Produire un agencement, c’est produire quelque chose qui permet que tout ce qui est opaque, tout ce qui s’impose à la personne qu’on cherche à aider devienne des ressources qu’elle va pouvoir manipuler à mesure qu’elle réussira à avoir l’intelligence des situations dans lesquelles elle est plongée. C’est-à-dire qu’il faudra transformer des contextes qui se présentent sous la forme de contraintes auxquels il faut s’ajuster en environnement qu’on peut ajuster…ce qui peut devenir environnement apprenant en rendant visible les conditions qui vont nous permettre d’avoir l’intelligence des situations.

Cela va permettre à la personne de développer des environnements qui lui sont propres, lui permettre de se territorialiser et d’imaginer un chemin qui serait le sien avec les moyens qu’on lui procure…mais avec lesquelles elle va pouvoir fonctionner. Fabriquer un environnement pas seulement richement doté mais surtout un environnement avec lequel la personne peut fonctionner (référence à la théorie des capabilités d’Amartya SEN).
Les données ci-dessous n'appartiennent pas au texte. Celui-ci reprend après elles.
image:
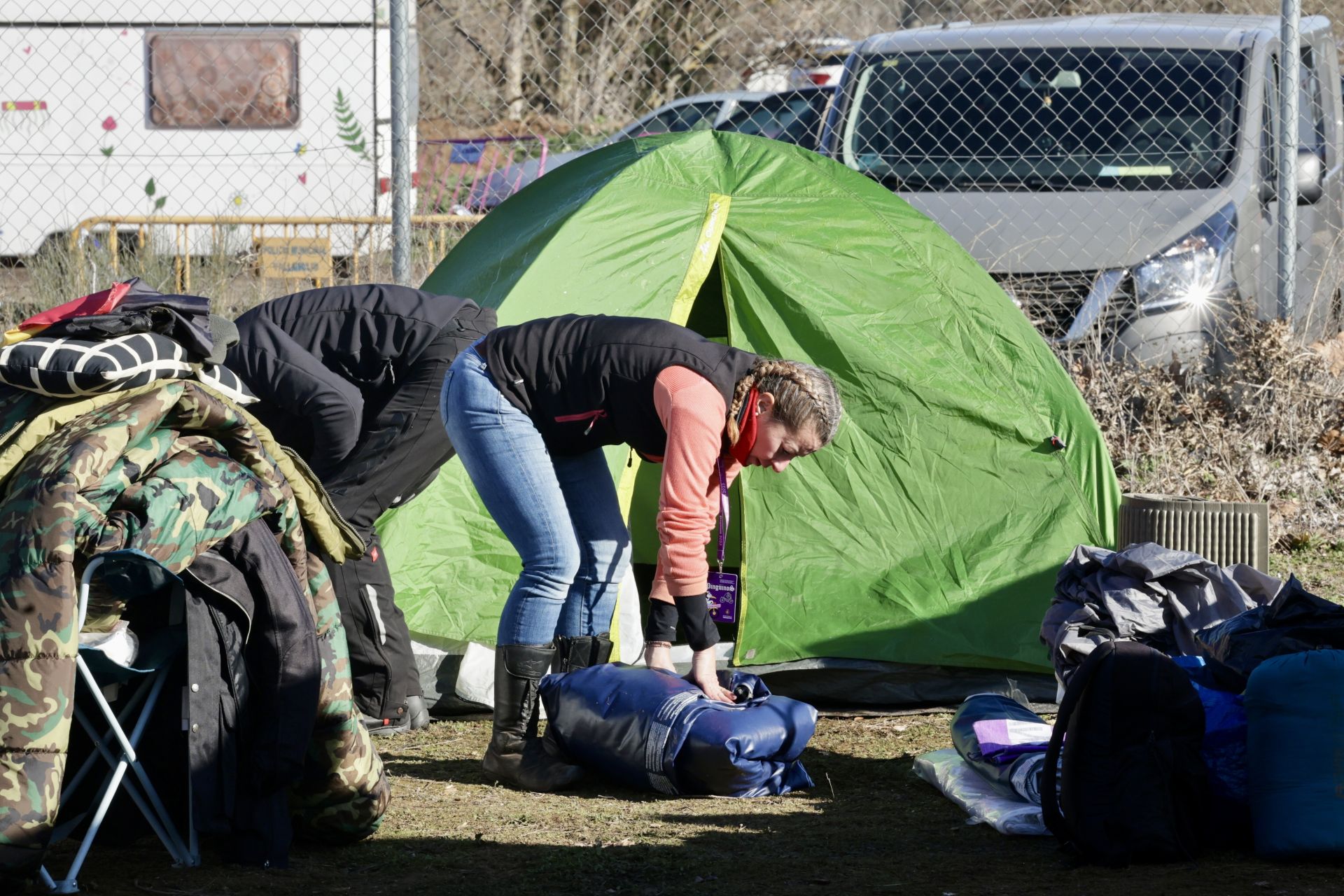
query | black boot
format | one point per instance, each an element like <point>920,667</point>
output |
<point>517,757</point>
<point>581,652</point>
L’espace comme condition de l’expérience », avec une référence notamment à Yogev Zusman, L’espace aléatoire, Paris, PUF, 2021.

L’espace est un ordre de co-existence, de superpositions, de multiplicités irréductibles. Il est marqué par l’absence de totalité, avec comme donnée fondamentale l’aléatoire et le hasard. D’où les possibilités de rencontre « accidentelle », de surgissement : qu’est-ce qui fait évènement ? comment mon attention se déplace ? comment, dans un modèle expressif de l’expérience au sens de Dewey se saisir des choses ? (voir Michel Fabre, « L’enquête et l’expression. Rhétorique et Poétique de la problématisation chez John Dewey », Tréma [En ligne], 45 | 2016).

C’est là où la combinaison du lieu – et d’un agencement au lieu-dit de l’expérience – avec un accompagnement de l’expérience vont pouvoir jouer. C’est là où trouvent à loger la question de l’autorité (fonder la puissance d’agir) et donc de l’habilitation, et la question de « l’initiation pour l’initiative » qui vont permettre de penser et d’ordonner tous les « commencements »…

 

Quelques éléments bibliographiques utiles :

  • Duclos Laurent, 2019, « Mises en situation professionnelle : mode d’emploi », Education Permanente, n° 220-221/2019-3/4, p. 139-154.
  • Duclos Laurent, 2017, « Les conditions de mobilisation de la formation et de l’expérience pour l’emploi », Education Permanente, n° 213, décembre, p.121-132.
  • …et peut être : Duclos Laurent, 2018, « Soutenir le travail d’organisation du travailleur indépendant et l’agencement de situations de gestion », Communication au Colloque de l’Observatoire du Travail Indépendant | #FUTUREOFWORK, Paris, Auditorium du Monde, 12 septembre.

L’intervention d’Antoine Burret

Antoine Burret : sociologue Expert international des tiers-lieux. Il a joué un rôle historique important dans l’émergence et la structuration du concept dans les pays francophones.

Trois questions à Antoine Burret. Définition, fonction et perspectives des tiers-lieux : de quoi parle t-on ?

Retrouvez l’intégralité de l’intervention d’Antoine Burret avec le lien ci-dessous.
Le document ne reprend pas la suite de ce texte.